Une Nuit
Au moment le plus sombre de sa vie, Blair rencontre un bel inconnu. Ils ne partagent qu'une seule nuit passionnée avant de se séparer. Mais que se passera-t-il lorsqu'ils se retrouveront dans des circonstances très différentes ? L'étincelle sera-t-elle toujours présente ?
Classement par âge : 18+.
Chapitre 1.
« Bonsoir », dis-je en m'installant au comptoir, posant mon sac à main hors de prix sur le bois poli.
J'étais sur mon trente-et-un pour l'endroit : robe élégante, escarpins noirs, cheveux blonds en queue-de-cheval soignée. Seul mon visage jurait avec cette tenue impeccable.
Le maquillage autour de mes yeux était barbouillé, mon rouge à lèvres écarlate étalé et mêlé au sang séché d'une coupure sur ma lèvre supérieure. Ma joue, encore cuisante de la gifle reçue, avait viré au rose vif.
J'avais conscience de ma mine affreuse. Quand le barman s'approcha, ses yeux s'écarquillèrent d'inquiétude.
« Tout va bien, Mademoiselle ? » demanda-t-il, l'air préoccupé.
« Ça va, répondis-je d'une voix rauque. Un whisky, s'il vous plaît. »

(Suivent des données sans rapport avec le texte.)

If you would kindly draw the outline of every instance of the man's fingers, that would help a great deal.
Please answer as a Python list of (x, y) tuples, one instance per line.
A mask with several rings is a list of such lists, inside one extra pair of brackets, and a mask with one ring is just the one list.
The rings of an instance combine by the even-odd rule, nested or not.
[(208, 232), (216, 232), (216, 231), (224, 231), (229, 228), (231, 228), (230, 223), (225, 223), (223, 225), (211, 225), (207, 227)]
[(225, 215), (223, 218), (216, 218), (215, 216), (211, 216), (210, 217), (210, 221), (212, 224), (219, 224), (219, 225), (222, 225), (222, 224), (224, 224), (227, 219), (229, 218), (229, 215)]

Le jeune homme acquiesça, tentant un sourire malgré sa pâleur. « Tout de suite. »
Tandis qu'il s'affairait, je songeai que les garçons n'avaient pas besoin de grandir pour devenir des hommes. Innocents, on pouvait leur pardonner. Adultes, ils se transformaient en ordures. Cette soirée m'avait brutalement rappelé cette vérité oubliée.
J'avalai mon whisky d'un trait et en commandai un autre, ignorant le barman. J'ouvris une note - après cette soirée pourrie, je méritais bien quelques heures de détente avec mon meilleur ami : l'alcool.
La tête me tournait après une heure à enchaîner les verres. J'étais loin d'être ivre, mais m'arrêter n'était pas envisageable.
Vaguement, je remarquai quelqu'un s'asseoir à côté de moi. Homme ou femme, peu m'importait. Je n'étais pas là pour papoter.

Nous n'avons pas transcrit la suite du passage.